Epi

ドライブ・マイ・カーのEpiのネタバレレビュー・内容・結末

ドライブ・マイ・カー(2021年製作の映画)
4.7

このレビューはネタバレを含みます

今年を振り返るときに忘れられない作品、というより、ここ10年、いや、映画史に残る作品だと思う。
なにを受賞とかいうことではなく、中に込められた生と死、回転、移動、モノを作ること、悼むこと、音とセリフ、舞台と車、喪失と再生、
言葉とコミュニケーションのそれぞれが、インスパイアさせてくれて止まらない。
その上で、
不穏さが画面に満ちていて死の予感が満ちていて。観ている側を不安にさせて一瞬も飽きさせない。

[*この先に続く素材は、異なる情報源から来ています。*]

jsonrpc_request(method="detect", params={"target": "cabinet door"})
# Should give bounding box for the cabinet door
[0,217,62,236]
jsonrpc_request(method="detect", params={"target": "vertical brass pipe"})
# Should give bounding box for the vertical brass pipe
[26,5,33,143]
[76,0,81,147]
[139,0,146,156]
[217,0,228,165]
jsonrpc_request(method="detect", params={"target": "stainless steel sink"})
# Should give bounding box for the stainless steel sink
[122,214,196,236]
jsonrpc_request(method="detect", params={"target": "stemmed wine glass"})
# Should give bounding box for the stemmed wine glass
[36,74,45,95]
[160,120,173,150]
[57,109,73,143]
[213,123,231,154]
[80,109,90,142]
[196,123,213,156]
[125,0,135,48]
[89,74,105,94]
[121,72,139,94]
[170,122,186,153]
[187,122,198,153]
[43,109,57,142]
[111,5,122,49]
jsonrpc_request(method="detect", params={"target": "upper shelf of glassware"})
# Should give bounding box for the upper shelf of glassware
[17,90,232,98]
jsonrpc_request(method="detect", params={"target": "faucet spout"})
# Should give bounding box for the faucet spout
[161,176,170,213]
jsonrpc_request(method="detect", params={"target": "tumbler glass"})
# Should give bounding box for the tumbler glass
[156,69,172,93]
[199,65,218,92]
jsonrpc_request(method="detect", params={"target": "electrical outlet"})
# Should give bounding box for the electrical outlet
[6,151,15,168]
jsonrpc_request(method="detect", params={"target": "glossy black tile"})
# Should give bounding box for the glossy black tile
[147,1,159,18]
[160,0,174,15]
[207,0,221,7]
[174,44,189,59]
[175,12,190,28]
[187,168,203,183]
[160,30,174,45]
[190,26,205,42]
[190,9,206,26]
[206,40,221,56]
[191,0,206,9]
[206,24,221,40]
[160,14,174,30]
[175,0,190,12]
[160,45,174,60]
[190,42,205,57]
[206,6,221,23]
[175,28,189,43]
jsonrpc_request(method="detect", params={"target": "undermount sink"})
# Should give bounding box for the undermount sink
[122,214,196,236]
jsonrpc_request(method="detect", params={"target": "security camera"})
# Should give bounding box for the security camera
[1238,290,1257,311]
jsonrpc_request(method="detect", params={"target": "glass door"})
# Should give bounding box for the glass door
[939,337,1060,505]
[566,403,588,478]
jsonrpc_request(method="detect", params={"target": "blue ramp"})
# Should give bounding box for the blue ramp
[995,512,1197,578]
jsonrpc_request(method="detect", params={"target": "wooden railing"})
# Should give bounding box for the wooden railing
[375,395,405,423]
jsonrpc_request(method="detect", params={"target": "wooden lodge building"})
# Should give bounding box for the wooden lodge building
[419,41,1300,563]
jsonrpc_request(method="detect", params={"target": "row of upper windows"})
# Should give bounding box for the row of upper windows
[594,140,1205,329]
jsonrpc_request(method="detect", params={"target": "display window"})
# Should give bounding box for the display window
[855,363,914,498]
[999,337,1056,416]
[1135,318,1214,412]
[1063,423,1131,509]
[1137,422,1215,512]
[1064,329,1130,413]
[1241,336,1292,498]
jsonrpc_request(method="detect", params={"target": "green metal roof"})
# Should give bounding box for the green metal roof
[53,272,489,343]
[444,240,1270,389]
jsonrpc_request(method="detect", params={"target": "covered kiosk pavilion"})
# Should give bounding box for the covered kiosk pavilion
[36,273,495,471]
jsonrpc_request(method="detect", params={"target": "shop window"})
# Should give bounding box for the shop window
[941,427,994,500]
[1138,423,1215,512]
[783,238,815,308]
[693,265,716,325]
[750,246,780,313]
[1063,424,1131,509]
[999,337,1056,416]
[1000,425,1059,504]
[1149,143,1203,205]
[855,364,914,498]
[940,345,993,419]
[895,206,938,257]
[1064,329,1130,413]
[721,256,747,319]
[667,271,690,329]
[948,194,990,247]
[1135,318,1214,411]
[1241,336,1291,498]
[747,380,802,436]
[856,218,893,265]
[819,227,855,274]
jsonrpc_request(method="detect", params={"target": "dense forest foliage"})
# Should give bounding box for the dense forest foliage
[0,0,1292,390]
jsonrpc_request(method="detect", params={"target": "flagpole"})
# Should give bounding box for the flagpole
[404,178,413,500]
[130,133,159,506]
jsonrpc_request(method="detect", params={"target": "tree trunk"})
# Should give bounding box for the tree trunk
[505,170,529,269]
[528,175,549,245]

第二幕たる稽古のシーン、監督の手の内を明かすとともに、実際に行われたことだという。余計な感情を入れ込まずセリフを重ねることで、本番で本当に役者の内側から立ち上がってくる感情を、言葉を大切にする、という行き方。
車の中での岡田将生演ずる高槻が喋るシーンの凄さと言ったら…。三浦透子さんがあの役を得てから運転免許を取ったとか、西島秀俊さんがずっともがいていた演劇論とか、どこまでも考えてしまう。たぶん、今後もこの作品について考える。

なにより。
悼むことが多かった今年の自分にとって、特別に、個人的な思い入れさえある作品になった。